There were hints that this day would come. On his debut album Learning, the plonky, arpeggiated piano and quivering vocal style imbued a sense of desperate fragility; he sounded like he might have a nervous breakdown and fall off his piano stall at any given moment. But the delicate, sparse arrangements of his debut belied his potent lyricism. Hadreas is fearless in his honesty and intimacy. "He let me smoke weed in his truck/If I could convince him I loved him enough/Enough, enough, enough" he sings of a predatory teacher on 'Mr Peterson'. Drugs, molestation, suicide; and that's only one song. The album as a whole was harrowing and what that indicates is an artist who is not scared to take the plunge in to dark, unspoken territory.

It's that bravery that makes 'Queen', the lead single from Too Bright, in a roundabout way, a logical step for Hadreas. It is a righteously defiant reaction against "gay panic", where your very (gay) existence causes others to be threatened or scared. Hadreas explains that, "Sometimes I see faces of blank fear when I walk by... if these fucking people want to give me some power, if they see me as some sea witch with penis tentacles that are always prodding and poking and seeking to convert the muggles--well, here she comes." And with that in mind, he has succeeded. You can almost hear the Penis Squid Queen cascading through the city streets, as petrified bystanders run for their lives, screaming, "She'll slit your throat with her mascara brush, steal your children and give them pedicures!" In one sense it's hysterical, but on the other, deadly serious.

The foundations of the track are a particularly gloomy style of glam rock with a luxurious mix of twinkling synths, brooding guitars and whirlwind whistles. The main refrain alone demonstrates how supremely gifted Hadreas is as a lyricist - "No family is safe, when I sashay." With pinpoint precision, it contrasts the kind of fear mongering we expect from organisations like the American Family Association with the thrill and spectacle of watching an episode of Rupaul's Drag Race. The counterpoint between what is understood to be a 'threat', and simultaneously 'camp' or effeminate - something which is understood to be diametrically opposed - perfectly ridicules the lunacy of this panic. It's a sharp, assertive riposte, and not without significance either when you consider that there are still parts of this world where 'gay panic' can be used as a legal defence against murder (here and here)
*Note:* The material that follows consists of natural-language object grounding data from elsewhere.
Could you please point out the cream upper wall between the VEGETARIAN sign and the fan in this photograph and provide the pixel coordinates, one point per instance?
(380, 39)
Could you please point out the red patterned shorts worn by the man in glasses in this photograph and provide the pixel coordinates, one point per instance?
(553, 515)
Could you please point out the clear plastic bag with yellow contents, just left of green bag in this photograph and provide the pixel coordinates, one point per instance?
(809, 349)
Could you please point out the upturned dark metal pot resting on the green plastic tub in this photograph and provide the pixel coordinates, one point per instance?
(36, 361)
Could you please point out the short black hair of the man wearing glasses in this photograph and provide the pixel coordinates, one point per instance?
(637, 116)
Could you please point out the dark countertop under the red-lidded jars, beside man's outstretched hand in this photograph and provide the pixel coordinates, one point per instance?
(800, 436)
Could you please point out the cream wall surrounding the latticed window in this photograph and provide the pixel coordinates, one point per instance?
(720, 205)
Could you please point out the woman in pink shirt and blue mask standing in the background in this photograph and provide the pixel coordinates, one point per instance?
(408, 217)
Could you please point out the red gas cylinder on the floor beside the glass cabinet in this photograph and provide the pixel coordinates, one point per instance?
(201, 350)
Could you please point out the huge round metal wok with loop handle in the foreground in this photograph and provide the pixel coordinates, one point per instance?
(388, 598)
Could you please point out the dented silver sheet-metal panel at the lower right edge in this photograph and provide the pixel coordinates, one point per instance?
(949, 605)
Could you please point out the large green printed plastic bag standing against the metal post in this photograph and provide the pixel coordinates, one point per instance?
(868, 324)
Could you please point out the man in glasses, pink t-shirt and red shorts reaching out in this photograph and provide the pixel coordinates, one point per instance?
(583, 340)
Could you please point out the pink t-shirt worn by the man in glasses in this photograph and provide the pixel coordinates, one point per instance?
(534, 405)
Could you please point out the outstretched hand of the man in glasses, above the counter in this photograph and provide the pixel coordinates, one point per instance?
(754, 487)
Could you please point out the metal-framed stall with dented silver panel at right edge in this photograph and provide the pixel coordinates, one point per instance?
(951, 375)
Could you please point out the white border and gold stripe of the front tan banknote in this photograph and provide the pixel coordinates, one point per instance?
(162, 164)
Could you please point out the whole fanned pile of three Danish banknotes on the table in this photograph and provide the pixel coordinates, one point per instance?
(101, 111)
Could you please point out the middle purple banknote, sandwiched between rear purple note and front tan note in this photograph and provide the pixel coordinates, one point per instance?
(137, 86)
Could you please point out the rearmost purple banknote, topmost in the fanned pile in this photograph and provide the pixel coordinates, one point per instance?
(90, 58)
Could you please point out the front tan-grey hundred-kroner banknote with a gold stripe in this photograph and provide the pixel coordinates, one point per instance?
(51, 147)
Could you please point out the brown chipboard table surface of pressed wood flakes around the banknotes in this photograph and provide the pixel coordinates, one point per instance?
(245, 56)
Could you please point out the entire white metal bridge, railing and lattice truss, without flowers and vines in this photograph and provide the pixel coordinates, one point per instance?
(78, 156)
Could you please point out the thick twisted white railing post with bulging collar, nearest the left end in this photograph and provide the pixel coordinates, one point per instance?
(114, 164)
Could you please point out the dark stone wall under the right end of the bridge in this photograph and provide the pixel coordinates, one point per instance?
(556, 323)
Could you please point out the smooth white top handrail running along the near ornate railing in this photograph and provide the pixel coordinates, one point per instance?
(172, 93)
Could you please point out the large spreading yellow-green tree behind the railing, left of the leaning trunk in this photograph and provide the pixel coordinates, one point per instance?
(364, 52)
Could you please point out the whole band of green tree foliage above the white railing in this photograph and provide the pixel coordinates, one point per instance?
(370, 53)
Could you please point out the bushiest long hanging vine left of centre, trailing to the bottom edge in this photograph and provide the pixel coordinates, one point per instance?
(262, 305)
Though 'Queen' is arguably the centrepiece for the record, it doesn't necessarily set the tone as you might expect. It is preceded by 'I Decline', a folksy piano ballad that is similar to the slow, aching emotion of his previous output. Whereas the track that follows it, 'Fool', is a finger snapping, ethereal pop number which has more in common with gospel than giant, penis squid queens. Further along the record he somewhat unexpectedly touches on angsty rock'n'roll with 'My Body' and 'Grid' where he shudders and croons like a mock-Elvis Presley bled through a filter of PJ Harvey's To Bring You My Love. Her influence is evident at various points across the record, which isn't a surprise given Hadreas' open appreciation of her work in interviews, plus the inclusion of Harvey's regular collaborators John Parrish (percussion) and Ali Chant (co-production). As well as Adrian Utley from Portishead on production duties, they have helped Hadreas throw himself head-first into these new sounds and he pulls them off with genuine finesse. After a while with the record you start to think that he has been writing like this for years.
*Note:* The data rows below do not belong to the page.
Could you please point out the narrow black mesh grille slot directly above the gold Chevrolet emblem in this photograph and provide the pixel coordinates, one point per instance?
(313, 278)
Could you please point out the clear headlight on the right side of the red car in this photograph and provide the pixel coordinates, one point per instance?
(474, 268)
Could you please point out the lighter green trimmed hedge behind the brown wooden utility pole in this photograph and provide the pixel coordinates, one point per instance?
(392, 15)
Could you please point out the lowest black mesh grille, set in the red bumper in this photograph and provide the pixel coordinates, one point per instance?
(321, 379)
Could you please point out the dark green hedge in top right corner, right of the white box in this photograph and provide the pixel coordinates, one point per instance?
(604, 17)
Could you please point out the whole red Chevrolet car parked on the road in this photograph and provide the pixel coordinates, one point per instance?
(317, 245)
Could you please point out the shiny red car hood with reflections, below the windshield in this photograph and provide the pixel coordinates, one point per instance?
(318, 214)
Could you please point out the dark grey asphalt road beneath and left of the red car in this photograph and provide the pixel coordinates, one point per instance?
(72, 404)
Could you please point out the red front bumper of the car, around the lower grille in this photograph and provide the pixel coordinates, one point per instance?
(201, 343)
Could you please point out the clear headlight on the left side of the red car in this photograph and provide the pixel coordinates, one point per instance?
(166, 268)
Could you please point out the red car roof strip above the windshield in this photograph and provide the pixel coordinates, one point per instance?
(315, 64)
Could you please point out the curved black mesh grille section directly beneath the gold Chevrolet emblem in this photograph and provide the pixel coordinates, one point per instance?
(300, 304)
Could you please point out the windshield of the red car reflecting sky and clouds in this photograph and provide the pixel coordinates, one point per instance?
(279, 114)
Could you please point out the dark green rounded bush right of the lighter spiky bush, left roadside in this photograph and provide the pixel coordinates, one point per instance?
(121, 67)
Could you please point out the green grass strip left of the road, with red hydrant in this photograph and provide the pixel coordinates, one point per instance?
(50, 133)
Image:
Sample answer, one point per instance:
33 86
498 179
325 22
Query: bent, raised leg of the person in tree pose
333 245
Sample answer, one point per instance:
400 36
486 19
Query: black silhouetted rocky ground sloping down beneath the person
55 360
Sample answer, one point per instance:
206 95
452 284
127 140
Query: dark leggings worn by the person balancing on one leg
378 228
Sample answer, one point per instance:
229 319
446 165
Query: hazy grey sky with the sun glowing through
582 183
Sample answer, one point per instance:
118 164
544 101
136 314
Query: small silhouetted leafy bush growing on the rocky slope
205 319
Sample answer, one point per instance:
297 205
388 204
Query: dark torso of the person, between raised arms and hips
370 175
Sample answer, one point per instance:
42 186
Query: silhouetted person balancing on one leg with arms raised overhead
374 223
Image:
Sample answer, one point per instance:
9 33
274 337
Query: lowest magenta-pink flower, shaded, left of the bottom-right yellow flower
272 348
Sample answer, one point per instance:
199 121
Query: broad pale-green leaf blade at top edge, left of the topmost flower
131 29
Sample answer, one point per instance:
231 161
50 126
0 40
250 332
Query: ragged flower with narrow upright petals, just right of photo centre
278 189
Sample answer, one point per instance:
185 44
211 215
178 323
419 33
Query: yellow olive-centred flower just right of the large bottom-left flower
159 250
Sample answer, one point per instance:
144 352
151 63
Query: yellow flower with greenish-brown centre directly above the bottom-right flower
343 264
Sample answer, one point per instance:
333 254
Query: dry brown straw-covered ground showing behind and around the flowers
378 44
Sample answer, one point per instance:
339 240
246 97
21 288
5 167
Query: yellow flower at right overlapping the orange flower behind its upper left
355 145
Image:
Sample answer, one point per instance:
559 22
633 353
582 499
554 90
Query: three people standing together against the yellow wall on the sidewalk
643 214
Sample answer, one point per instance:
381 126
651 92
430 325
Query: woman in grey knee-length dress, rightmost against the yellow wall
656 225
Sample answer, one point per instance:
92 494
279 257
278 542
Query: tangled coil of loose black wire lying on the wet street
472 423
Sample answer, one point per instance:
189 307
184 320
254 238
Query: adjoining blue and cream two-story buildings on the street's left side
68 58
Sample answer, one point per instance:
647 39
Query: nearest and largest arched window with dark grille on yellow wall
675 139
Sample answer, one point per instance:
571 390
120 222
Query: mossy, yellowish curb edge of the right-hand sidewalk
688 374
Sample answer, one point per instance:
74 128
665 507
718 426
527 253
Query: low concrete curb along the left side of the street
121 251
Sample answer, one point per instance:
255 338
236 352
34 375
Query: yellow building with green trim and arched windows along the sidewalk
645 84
This is particularly striking on the demonic 'I'm A Mother' (an ode to Harvey's 'I Think I'm A Mother' perhaps?) The subversive satire found on 'Queen' rears its head again as this song, Hadreas claims, is about giving birth out of his ass (yep!) which we assume is probably a first in the history of popular music. His voice is pitch-shifted down to a muffled, ghoulish groan as choral bursts dance an eerie waltz with a languid bass. If Hadreas wasn't intentionally trying to creep people out with his lyrical style before, then you get the impression that is his precise ambition with the mournful arrangements of this track.
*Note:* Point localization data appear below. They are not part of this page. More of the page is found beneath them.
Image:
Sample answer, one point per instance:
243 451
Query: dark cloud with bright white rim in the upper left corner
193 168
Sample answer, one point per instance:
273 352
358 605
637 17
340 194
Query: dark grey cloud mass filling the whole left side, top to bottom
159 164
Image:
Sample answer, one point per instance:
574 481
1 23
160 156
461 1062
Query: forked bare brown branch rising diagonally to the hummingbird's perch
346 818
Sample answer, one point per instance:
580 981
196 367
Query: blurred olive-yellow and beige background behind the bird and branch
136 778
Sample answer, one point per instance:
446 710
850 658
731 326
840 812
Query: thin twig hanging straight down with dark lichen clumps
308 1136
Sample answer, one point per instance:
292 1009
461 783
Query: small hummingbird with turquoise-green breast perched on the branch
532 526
For those that can't simply bear the thought of a Perfume Genius album without pianos or more songs about anal birthing, there are 4/5 plaintive piano-led tracks that should keep the accusations of apostasy away. Of these songs, the title track is particularly beautiful and pensive; Hadreas stretches his voice to its very limits whilst a bustling piano longingly stabs away into a dreamy echo. This is followed by the album closer 'All Along', which has a slight Americana hue to it, with a full band joining in on the second half of the song. As the rhythm section builds up, he pleads in the final lines, "I don't need your love/I don't need you to understand/I need you to listen." It's very hard not to be swept away by moments of sheer beauty like this, not unlike the Perfume Genius project as a whole.

Despite the quality of the material across the whole album, the variety in styles at times can make the sequencing feel a little at odds with itself. We are thrown between the heart-aching ballads ('Don't Let Them In') and then screaming rock'n'roll numbers ('Grid') which causes them to seem more disconnected from each other than they probably are. This is not helped by the lyrics which are not always as clear as they were on his previous records.

Aside from this, Too Bright is a strident and bold statement from an artist who has finally undone the knot of his past. It won't be the record which brings him mainstream success but it will be the record that frees him from the pigeonholing of his bruised and broken singer-songwriter image. Perfume Genius now has the potential to become an ever-changing and evolving project, one which follows a singular path, like the aforementioned Harvey. The glimpse of this future on Too Bright demonstrates that Hadreas is tantalisingly close to making this a reality.